Read the label before purchasing grass seed
Grass seed label
Fall planting time for cool season grasses such as bluegrass and tall fescue is close at hand, so it’s time to talk about grass seed. The good news is that fewer people will need to undertake this project as the milder summer has helped keep area lawns alive. There are many steps to success when overseeding, but one of the most important is choosing quality seed.
Many people have the idea that all grass seed is basically the same. Big mistake! If you don’t know what to look for, you may be introducing unwanted intruders into that new stand. In particular, we are concerned with seed contaminated with orchardgrass and/or rough bluegrass (also known by its Latin name, Poa trivialis, or Poa triv for short). These are both perennial grassy weeds that cannot be selectively controlled once they are in a lawn. Orchardgrass is a problem because it is faster growing and lighter green than our turfgrasses. It is a bunch grass so it doesn’t spread, but infested areas are still unsightly due to small tufts of this species in the lawn. Rough bluegrass is fine-textured and forms circular patches in the lawn. It blends in fairly well until summertime heat causes it to turn brown rapidly. If the rough bluegrass would just die in the heat, it would only be a temporary problem. Unfortunately, it usually just goes dormant, turning green again with cooler temperatures and rain.
Buying quality seed starts with knowing how to decipher the seed label. One of the most important things to look for is listed as “% other crop.” “Other crop” refers to any species that is intentionally grown for some purpose. That would include turfgrasses (those species other than the one you are buying) and pasture grasses. Orchardgrass and rough bluegrass both are listed as “other crop” seed.
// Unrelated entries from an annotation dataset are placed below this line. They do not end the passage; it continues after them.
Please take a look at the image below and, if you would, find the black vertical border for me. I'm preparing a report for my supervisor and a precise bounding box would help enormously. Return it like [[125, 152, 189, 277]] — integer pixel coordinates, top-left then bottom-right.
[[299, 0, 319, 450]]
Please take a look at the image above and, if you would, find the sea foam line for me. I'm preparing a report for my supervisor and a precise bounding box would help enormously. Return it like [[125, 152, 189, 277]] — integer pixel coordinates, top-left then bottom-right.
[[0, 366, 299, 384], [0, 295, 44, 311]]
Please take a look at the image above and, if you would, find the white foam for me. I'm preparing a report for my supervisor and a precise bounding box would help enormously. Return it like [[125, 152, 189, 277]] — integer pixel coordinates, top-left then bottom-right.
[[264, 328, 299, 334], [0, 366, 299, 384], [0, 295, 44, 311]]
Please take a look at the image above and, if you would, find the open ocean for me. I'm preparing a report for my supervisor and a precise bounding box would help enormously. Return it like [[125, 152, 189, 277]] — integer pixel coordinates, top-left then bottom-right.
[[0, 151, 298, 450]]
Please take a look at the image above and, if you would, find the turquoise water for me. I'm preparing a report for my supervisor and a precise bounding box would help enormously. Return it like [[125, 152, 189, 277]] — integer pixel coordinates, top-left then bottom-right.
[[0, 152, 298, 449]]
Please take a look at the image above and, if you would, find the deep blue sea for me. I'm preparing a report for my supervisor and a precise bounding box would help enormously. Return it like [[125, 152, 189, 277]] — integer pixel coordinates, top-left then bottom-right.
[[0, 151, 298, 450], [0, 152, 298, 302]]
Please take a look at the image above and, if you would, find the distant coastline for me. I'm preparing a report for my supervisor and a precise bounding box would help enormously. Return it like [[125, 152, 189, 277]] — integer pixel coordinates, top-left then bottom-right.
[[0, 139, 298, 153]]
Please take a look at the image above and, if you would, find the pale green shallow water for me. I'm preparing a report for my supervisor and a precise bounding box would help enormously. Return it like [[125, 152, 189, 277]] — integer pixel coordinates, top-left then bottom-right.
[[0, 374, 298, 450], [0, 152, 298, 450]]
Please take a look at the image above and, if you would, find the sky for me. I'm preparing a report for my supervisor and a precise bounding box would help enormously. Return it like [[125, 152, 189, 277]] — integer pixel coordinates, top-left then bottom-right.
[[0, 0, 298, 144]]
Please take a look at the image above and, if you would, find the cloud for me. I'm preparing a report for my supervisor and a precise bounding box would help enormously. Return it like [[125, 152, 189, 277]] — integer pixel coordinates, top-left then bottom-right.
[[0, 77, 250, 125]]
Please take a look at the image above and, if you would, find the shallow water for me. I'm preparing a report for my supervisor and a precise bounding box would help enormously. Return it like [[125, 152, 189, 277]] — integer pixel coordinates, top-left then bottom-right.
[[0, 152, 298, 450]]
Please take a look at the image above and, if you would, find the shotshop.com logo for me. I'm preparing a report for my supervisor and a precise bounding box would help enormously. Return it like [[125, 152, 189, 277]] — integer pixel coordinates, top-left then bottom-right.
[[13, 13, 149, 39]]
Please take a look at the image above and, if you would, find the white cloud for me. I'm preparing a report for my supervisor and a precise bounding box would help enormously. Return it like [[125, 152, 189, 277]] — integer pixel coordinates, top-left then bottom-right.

Seed labels are required by law to show the percentage (by weight) of “other crop” in the bag, but unless a species constitutes 5% or more, the label doesn’t have to list each species by name. How much “other crop” is too much? That’s a difficult question to answer, but the tolerance is very low. It depends on what the “other crop” actually is, and the quality expectations of the buyer. In practice, “other crop” may refer to something relatively harmless, like a small amount of perennial ryegrass in a bag of tall fescue, or it may refer to something bad, like rough bluegrass or orchardgrass. The homeowner really has no easy way of knowing what the “other crop” is, although there are some hints.
If it is something bad, less than one-half of 1% can ruin a bag of seed. For example, if a bag of tall fescue seed contained 0.5% orchardgrass, the buyer would end up “planting” 12 to 16 orchardgrass seeds per square foot! Similarly, planting Kentucky bluegrass seed containing 0.5% rough bluegrass would result in about 25 to 35 rough bluegrass seeds per square foot of lawn. Obviously, if your expectations are high for the area you are planting, you would want the “other crop” to be as close to zero as possible. Good quality seed will often have 0.01% “other crop” or less.
Here is another tip to help ensure you purchase quality grass seed, as oftentimes inexpensive mixes are laced with other turf species. A good example is, many times bluegrass or tall fescue will have perennial rye in the bag. Rye germinates quickly but does not stick around under harsh summers. The take home message is if you are buying bluegrass buy all bluegrass; there is no need for filler seeds. Same is true for tall fescue, buy tall fescue not rye grass, or some other fluff.
When it comes to grass seed you get what you pay for so buyer beware. Read the label and always purchase from a reputable garden center and avoid most bagged seed mixes sold for a regional or national market.